Thursday 12 April 2018

Taxing teachers and national defence personnel but subsidising private companies


Recently, it has been announced that teachers will be charged for parking at their place of work (schools) (1) and so will military personnel (2) (3). On the other hand, as I highlighted in a previous post (4), public space has been reserved for parking of privately owned and for-profit operated bike leasing companies.

I found it a bit strange.

Yes there is a move to decrease the number of cars and increasing the use of ‘greener’ transportation methods (electric cars, car-pooling but also bicycles)(5) but is that a reason? Do we want our teachers to cycle to work so they are fitter and set an example for their students and fight obesity in schools? 

Do we think that portly people in military attire are unsightly (6) and aren’t the regular incentivised programs (7) sufficient to tackle the problem?

Even if that was the case, then why, on the other hand, subsidise the commercial profit making businesses that own the bikes and play in the ‘bike-sharing’ space?

I know that for many people the word ‘subsidy’ is quasi-taboo, but I am not using it lightly. In fact, one of the reasons why teachers have to pay for parking at their places of work is precisely to ‘remove the subsidy’ that they had been enjoying:
"Such practices are tantamount to providing hidden subsidies for vehicle parking and are not in line with the requirements laid down in the Government Instruction Manuals," the AGO had said.(8). 

Saying teachers are being taxed therefore is an exaggeration, but to the person having to pay for something they did not have to pay is equivalent to a tax; bottom-line you have less to spend.

As for the military bases, the rule doesn’t apply across the board, but only to specially chosen bases where ““Due to their proximity to public amenities, the car parks in these camps are deemed to have market value,” the ministry said” (9). For teachers it is across the board.

Do I really mean that the money taken from the pockets of teachers and military personnel gets transferred to the pockets of the owners of the for-profit bike-sharing companies? Of course not.

But do I find that the policies, while each standing on their own arguments contradict each other? Yes. And that is my point.

Remember the fish-ball-stick incident? (10) It illustrated the fact that different government agencies were not coordinated and that coordination is now the job of the Municipal Services Office (MSO). 

Actually, interestingly, in one of my previous roles, we had proposed to the government agencies a system that would take the feedback received from the public and automatically distribute it to the right authority or combination of authorities to deal with. But then we were told the MSO was already on the way. (You see, analytics can even help clear fish-ball sticks, just attach a drone haha).

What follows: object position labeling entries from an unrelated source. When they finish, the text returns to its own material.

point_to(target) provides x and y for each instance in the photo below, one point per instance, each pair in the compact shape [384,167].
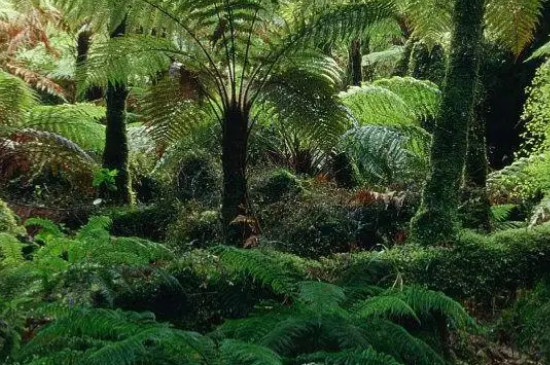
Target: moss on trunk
[476,207]
[402,66]
[426,63]
[115,154]
[437,218]
[234,158]
[355,70]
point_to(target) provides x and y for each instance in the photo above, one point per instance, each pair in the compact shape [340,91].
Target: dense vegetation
[274,182]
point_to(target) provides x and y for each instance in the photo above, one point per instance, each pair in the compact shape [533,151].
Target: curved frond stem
[227,54]
[246,59]
[234,49]
[219,79]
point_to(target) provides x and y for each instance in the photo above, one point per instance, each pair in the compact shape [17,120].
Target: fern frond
[425,302]
[320,297]
[542,51]
[11,250]
[513,22]
[237,352]
[349,357]
[16,98]
[385,306]
[267,269]
[78,123]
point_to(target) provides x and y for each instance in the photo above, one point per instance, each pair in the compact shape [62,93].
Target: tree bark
[437,220]
[426,64]
[355,69]
[476,211]
[234,158]
[402,66]
[115,154]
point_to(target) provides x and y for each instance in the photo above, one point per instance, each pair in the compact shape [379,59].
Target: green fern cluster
[313,322]
[389,144]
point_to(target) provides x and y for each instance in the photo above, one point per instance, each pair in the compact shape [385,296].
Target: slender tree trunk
[426,64]
[437,218]
[476,211]
[355,68]
[115,154]
[402,66]
[234,158]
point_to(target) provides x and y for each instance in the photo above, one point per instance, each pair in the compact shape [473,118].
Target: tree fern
[512,22]
[78,123]
[11,250]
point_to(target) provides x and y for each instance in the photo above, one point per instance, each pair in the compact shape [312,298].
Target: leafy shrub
[487,270]
[197,177]
[309,229]
[310,321]
[145,221]
[325,220]
[8,222]
[527,321]
[276,186]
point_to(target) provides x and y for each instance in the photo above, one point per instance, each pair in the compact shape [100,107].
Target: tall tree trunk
[427,64]
[355,69]
[402,66]
[115,154]
[234,158]
[437,218]
[476,210]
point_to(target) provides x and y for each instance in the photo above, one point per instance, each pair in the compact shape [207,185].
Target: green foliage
[195,227]
[526,321]
[391,147]
[8,221]
[312,228]
[145,221]
[197,177]
[436,221]
[105,178]
[322,318]
[277,185]
[487,270]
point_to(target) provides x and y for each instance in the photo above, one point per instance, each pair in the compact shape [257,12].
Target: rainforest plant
[436,220]
[231,63]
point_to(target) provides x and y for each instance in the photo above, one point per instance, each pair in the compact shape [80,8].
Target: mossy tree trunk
[115,154]
[476,208]
[402,66]
[234,158]
[355,67]
[427,64]
[83,43]
[437,218]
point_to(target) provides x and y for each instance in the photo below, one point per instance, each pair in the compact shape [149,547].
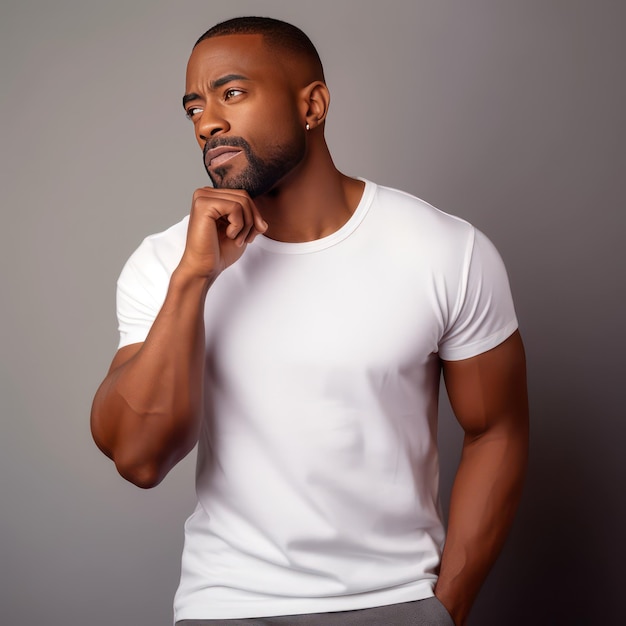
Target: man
[295,326]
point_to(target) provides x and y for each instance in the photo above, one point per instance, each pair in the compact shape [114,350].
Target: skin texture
[250,106]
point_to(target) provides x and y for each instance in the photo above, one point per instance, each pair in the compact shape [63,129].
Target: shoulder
[156,257]
[409,220]
[163,249]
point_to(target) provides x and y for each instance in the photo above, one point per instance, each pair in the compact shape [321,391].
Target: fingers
[233,210]
[221,223]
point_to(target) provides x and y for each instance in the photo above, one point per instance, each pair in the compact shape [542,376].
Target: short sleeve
[484,315]
[144,281]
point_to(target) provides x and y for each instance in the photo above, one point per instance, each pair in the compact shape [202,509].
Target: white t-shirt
[317,473]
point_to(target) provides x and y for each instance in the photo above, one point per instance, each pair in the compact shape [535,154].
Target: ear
[315,100]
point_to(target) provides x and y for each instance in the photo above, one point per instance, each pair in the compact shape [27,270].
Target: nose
[211,123]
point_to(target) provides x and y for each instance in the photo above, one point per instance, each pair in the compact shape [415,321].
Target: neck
[312,202]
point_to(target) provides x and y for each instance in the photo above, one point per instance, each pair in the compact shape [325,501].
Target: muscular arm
[146,414]
[488,396]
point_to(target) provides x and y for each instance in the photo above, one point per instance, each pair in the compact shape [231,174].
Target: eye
[232,93]
[192,111]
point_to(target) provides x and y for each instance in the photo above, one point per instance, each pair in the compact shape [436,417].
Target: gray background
[507,113]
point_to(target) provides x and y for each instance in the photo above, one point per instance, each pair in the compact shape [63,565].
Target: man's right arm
[146,414]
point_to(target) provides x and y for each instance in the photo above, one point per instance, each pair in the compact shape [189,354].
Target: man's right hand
[222,222]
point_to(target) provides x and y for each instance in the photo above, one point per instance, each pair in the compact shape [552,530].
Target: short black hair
[276,32]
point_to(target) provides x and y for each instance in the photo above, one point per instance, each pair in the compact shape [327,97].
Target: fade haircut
[276,33]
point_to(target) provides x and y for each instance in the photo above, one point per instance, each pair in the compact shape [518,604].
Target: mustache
[231,142]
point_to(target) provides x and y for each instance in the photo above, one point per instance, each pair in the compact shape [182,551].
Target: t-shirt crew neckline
[305,247]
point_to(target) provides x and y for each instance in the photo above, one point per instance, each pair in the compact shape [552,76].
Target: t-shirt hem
[467,351]
[273,607]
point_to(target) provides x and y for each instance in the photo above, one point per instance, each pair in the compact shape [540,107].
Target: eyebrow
[214,84]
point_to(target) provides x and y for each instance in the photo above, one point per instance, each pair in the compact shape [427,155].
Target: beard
[260,175]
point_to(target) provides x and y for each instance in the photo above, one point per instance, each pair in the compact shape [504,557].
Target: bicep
[488,391]
[124,354]
[102,426]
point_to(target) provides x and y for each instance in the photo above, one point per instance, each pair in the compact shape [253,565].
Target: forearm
[146,414]
[484,499]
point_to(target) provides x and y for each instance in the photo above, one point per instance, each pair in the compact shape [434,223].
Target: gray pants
[428,612]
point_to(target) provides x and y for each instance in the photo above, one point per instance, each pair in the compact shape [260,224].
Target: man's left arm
[489,398]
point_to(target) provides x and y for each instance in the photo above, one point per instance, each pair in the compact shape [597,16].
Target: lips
[219,156]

Ahum, so am I saying that this tax and subsidise issue could have been prevented, or at least highlighted to the relevant authorities?

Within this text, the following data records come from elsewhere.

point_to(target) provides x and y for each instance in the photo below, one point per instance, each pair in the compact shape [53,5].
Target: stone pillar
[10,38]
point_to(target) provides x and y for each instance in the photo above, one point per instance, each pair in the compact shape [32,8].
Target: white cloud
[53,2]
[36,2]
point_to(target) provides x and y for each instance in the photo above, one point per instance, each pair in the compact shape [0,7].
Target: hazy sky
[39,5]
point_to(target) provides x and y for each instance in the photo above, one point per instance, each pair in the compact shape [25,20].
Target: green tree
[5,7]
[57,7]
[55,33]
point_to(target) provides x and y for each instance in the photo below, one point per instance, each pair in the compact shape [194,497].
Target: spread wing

To put it simply, yes. What I did was simple: I realised what the implications of different policies were, what space in economics they occupied, then I saw that their positions were in opposition not to say contradictory. Is it difficult to build a simple analytics based system to do that? No, it is not that complicated and there are quite a few algorithms that can help get the topics, stuff like LDA (11) or LSA (12), or a simple Bayesian classifier (13). Then it’s a question of comparing documents on the same topic.

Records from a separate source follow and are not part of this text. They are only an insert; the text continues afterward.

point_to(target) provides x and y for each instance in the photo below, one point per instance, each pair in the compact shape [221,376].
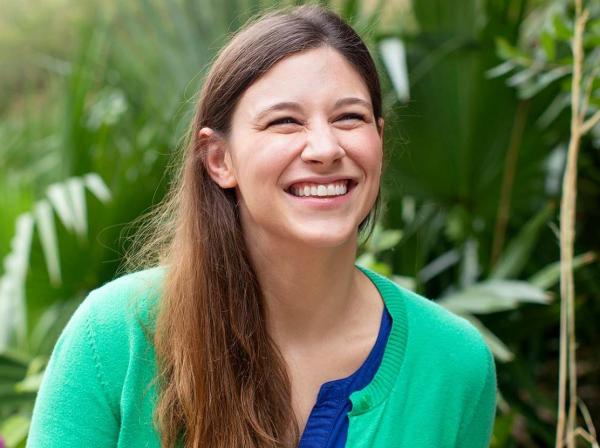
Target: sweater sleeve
[476,430]
[72,408]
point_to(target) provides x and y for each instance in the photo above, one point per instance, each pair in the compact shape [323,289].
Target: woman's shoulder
[117,316]
[130,296]
[431,328]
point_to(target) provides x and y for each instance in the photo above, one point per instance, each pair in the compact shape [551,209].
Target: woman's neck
[310,293]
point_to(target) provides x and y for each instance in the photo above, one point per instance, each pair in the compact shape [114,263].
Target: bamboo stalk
[567,236]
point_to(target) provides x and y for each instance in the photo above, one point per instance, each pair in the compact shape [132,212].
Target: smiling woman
[253,327]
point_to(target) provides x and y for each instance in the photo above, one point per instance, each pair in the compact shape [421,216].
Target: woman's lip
[320,181]
[324,202]
[350,184]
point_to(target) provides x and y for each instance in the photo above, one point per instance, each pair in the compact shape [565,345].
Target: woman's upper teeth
[311,189]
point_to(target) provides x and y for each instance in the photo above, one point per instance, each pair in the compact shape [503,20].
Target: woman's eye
[284,120]
[352,117]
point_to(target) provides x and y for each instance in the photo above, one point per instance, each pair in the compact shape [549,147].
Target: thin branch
[567,237]
[588,419]
[587,436]
[588,92]
[590,123]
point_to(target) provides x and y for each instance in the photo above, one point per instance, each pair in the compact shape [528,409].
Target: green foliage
[113,90]
[542,59]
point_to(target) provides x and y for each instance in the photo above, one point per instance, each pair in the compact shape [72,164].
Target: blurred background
[95,99]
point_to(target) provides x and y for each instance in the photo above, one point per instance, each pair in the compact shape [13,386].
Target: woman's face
[305,151]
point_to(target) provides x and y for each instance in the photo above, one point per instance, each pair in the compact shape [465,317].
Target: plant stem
[567,235]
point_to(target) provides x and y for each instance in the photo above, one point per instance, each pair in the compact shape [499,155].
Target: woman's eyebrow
[352,100]
[278,106]
[296,106]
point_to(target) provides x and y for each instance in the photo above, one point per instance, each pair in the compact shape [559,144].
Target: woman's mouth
[314,190]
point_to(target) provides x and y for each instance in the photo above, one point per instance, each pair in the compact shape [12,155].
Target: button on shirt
[327,424]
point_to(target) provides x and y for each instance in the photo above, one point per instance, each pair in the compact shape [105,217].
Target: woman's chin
[327,237]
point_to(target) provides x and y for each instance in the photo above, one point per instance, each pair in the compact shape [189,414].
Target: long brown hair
[222,382]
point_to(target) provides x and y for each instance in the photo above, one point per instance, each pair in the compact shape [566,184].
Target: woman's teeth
[320,190]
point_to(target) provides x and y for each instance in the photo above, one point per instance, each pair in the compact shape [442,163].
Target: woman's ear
[380,127]
[217,158]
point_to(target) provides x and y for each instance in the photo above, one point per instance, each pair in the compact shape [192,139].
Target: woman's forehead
[313,77]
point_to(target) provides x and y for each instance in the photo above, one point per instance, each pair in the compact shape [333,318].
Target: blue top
[327,424]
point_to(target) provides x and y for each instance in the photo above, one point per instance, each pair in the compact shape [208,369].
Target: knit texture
[435,387]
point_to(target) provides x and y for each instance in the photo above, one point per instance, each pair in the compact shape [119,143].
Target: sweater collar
[382,383]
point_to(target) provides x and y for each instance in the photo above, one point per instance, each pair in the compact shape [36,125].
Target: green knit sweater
[435,387]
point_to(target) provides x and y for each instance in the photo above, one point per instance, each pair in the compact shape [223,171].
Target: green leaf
[550,275]
[500,70]
[394,57]
[96,185]
[12,283]
[14,430]
[548,45]
[563,30]
[517,253]
[492,296]
[44,219]
[509,52]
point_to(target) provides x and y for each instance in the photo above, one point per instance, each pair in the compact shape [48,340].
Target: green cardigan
[435,387]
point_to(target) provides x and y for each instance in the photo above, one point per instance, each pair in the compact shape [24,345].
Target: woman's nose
[322,145]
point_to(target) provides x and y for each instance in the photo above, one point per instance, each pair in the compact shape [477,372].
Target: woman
[256,329]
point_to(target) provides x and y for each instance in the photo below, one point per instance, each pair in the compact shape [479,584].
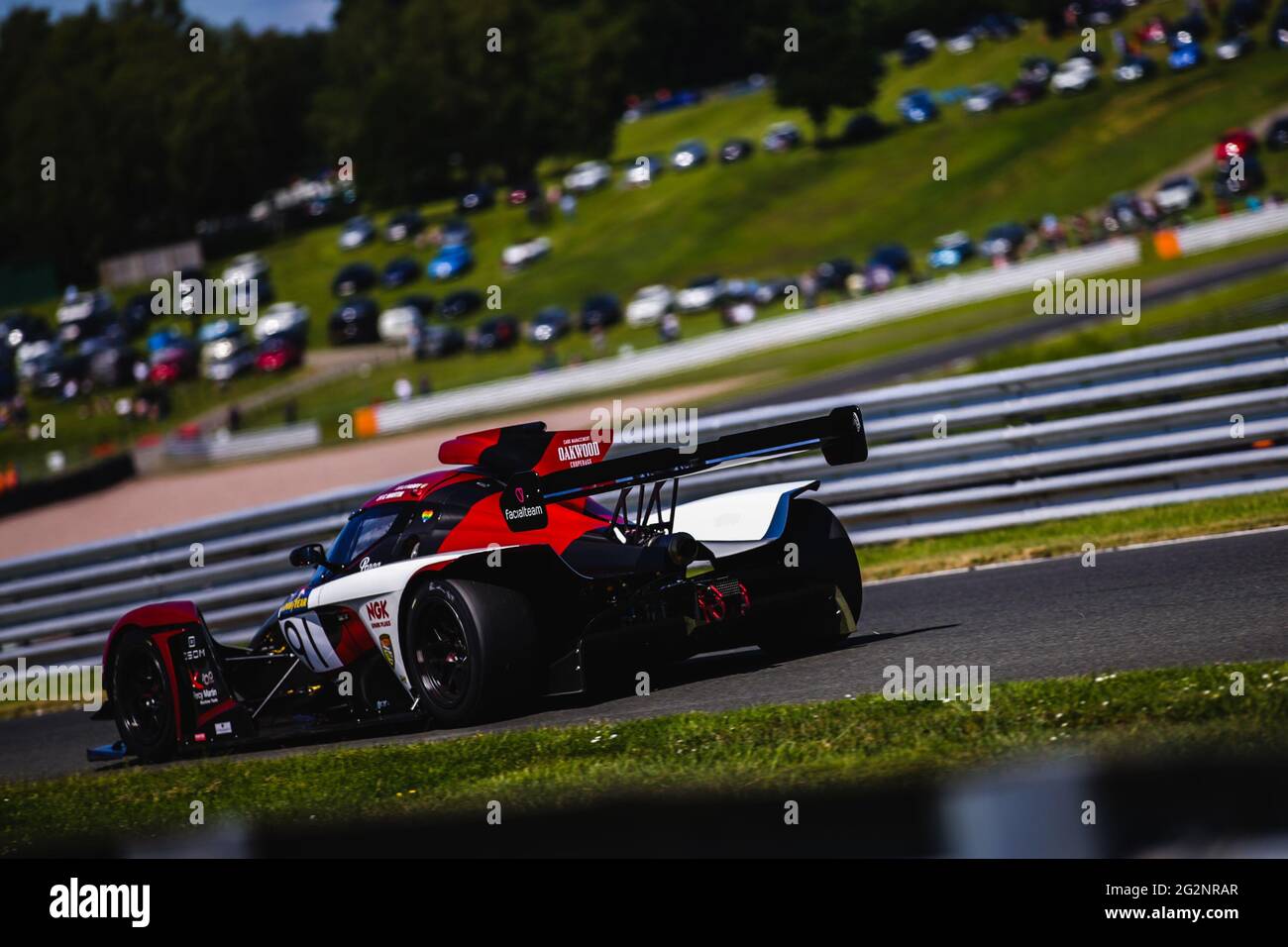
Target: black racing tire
[143,698]
[824,556]
[471,651]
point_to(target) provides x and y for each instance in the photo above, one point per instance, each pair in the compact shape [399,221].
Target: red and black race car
[462,594]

“Data Science” to the rescue? Anyone in the government would like to know more? :D


3 Actually in the latter case the work places where the payment is being implemented has increased, not a totally new policy
5 Note that companies like grab (and uber) do not make the world greener, on the contrary. The price point of such companies is lower than regular taxis but higher than busses/trains which are more efficient means of transport. SO moving people away from taxis to grab does not make a huge green dent, but moving people from busses/trains to moves people to less green means of transport. That could be the topic of another blogpost... J
8 as (1), AGO means Audit-General’s Office
9 as (2) above, the ministry being the ministry of defence.